Q&A with Kim Addonizio: Poet, novelist, essayist on the Web
ONLINE COLUMN: Web Savvy
Published: August 18, 2009
Several years ago, I discovered Kim Addonizio at Alsop Review, a literary site that is also home to the well-known poetry workshop Gazebo. I met the poem 'Therapy,' and from that point I was hooked on Addonizio the poet, novelist and essayist. I have read her work to my daughter's friends as we sat up late at night talking writing, politics and whatever else entered our minds. I've never met Addonizio in person, but I suppose because I've read so much of her work, and I've written about her before, I feel like I know her. She has a unique connectivity with her reader. Addonizio's most recent books are Ordinary Genius: A Guide for the Poet Within, and the poetry collection Lucifer at the Starlite, both from W.W. Norton. Her collection Tell Me was a National Book Award Finalist. Her many awards and honors include a Guggenheim Fellowship and two NEA Fellowships. Kay B. Day
Addonizio has recently added online workshops to her repertoire and she agreed to answer a few questions about the new endeavor.
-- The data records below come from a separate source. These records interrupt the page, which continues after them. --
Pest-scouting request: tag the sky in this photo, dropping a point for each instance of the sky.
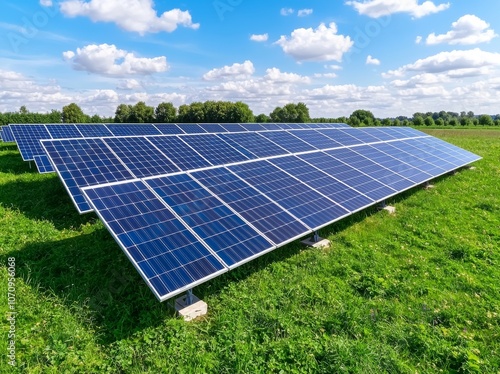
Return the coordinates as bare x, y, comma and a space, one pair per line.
392, 57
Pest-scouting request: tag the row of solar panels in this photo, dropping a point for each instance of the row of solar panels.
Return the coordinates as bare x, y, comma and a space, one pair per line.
187, 208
|Q: What prompted you to use an online format for workshops—benefits vs. challenges? |
A: The great and obvious thing about online is that you can connect with people anywhere. There were a few people who wanted to work with me but lived far away, so an online workshop was a natural next step. That connection is a big benefit. On the down side, we don't get to have those passionate discussions that take place in my living room, with my face-to-face groups. Kim Addonizio
Q: Is there more diversity? And if so, how does it impact the exchange of ideas?
A: I've worked with poets in England, Ireland, Alaska, North Dakota, New York City—which has been a great experience, because place and culture have a real effect on a writer's work, even if they are subtle influences. It was enlightening to learn who everyone was reading, for example—the English poet had a much different list than the New Yorker. So there's a nice kind of cross-pollination that goes on.
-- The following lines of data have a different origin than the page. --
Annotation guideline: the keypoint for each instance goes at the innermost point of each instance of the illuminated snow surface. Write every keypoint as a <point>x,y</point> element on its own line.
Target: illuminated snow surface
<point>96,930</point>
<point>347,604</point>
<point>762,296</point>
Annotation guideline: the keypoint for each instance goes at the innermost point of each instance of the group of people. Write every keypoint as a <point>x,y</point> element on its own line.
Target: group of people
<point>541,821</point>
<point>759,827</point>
Q: Has the Web significantly influenced your success as a writer?
A: The Web is a good opportunity for every writer—to learn, to get your work out there, to network with like-minded artists. I'm grateful for the readers who discovered my work because of the Web. I have a poem called "What Do Women Want?" that's gone kind of viral; people keep posting it on their blogs. I hope they're also checking out my books, but at least that poem is striking a chord.
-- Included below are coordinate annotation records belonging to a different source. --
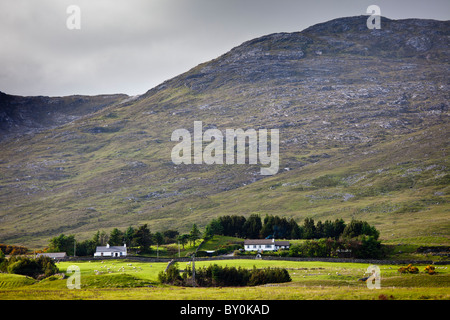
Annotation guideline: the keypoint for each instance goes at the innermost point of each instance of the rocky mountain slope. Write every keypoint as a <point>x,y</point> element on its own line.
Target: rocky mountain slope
<point>27,115</point>
<point>364,131</point>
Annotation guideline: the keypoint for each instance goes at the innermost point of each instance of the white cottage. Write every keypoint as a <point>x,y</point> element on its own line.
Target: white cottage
<point>111,251</point>
<point>265,245</point>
Q: Do you use any social networking (Facebook, Twitter, etc.) to enhance your platform or engage your readers?
A: I'm on Facebook; I have about 1700 friends and 500 more requests. But I haven't really used it as a platform; I'm on there occasionally, more to hang out and see what my daughter and friends (the ones I actually know) are up to.
Q: You're amazingly skilled in three genres—has the Web impacted your writing style, syntax, length or any other element, and if so, how?
A: The biggest impact has been the speed with which I can find something out, and then incorporate it into a piece of writing. Yesterday, while working on a poem, I Googled "proofs of God," "silage," "penis biology," and "Aristotle," to name just a few! I love going down the rabbit hole and making those discoveries.
Q: Would you share 2-3 of your favorite websites and tell us what makes them special?
A: Poetry Daily (www.poems.com) is my home page; I go to my computer in the morning and encounter a poem before anything else. I also like the Poetry Foundation's site: www.poetryfoundation.org. You can find poems for all occasions, listen to podcasts, and read interesting articles. Also, my publisher, W.W. Norton, has just launched PoemsOutLoud.net, with audio and blogs. I'm doing a monthly one; the first is about Frost and 9/11 and Rumi. And synchronicity.
Recommended Web sites:
Kim Addonizio Official Pages
--Posted August 18, 2009
Join us next time as we bring a special guest to Web Savvy. We'll be interviewing one of the top criminologists in the world, Dr. George Kirkham, known colloquially as "the doc cop." We'll bring tips to our budding crime novelists and learn how Dr. Kirkham uses the Web in his work and how he'll connect with readers as his new novel 'The Ivory Tower Cop' is released.
|Kay B. Day|
Florida journalist Kay B. Day has won awards for poetry, nonfiction and fiction. The author of two books, she has written for The Christian Science Monitor, United Press International, The Florida Times-Union and Sky News. To read Kay's other Web Savvy columns about writing for the Web, click here.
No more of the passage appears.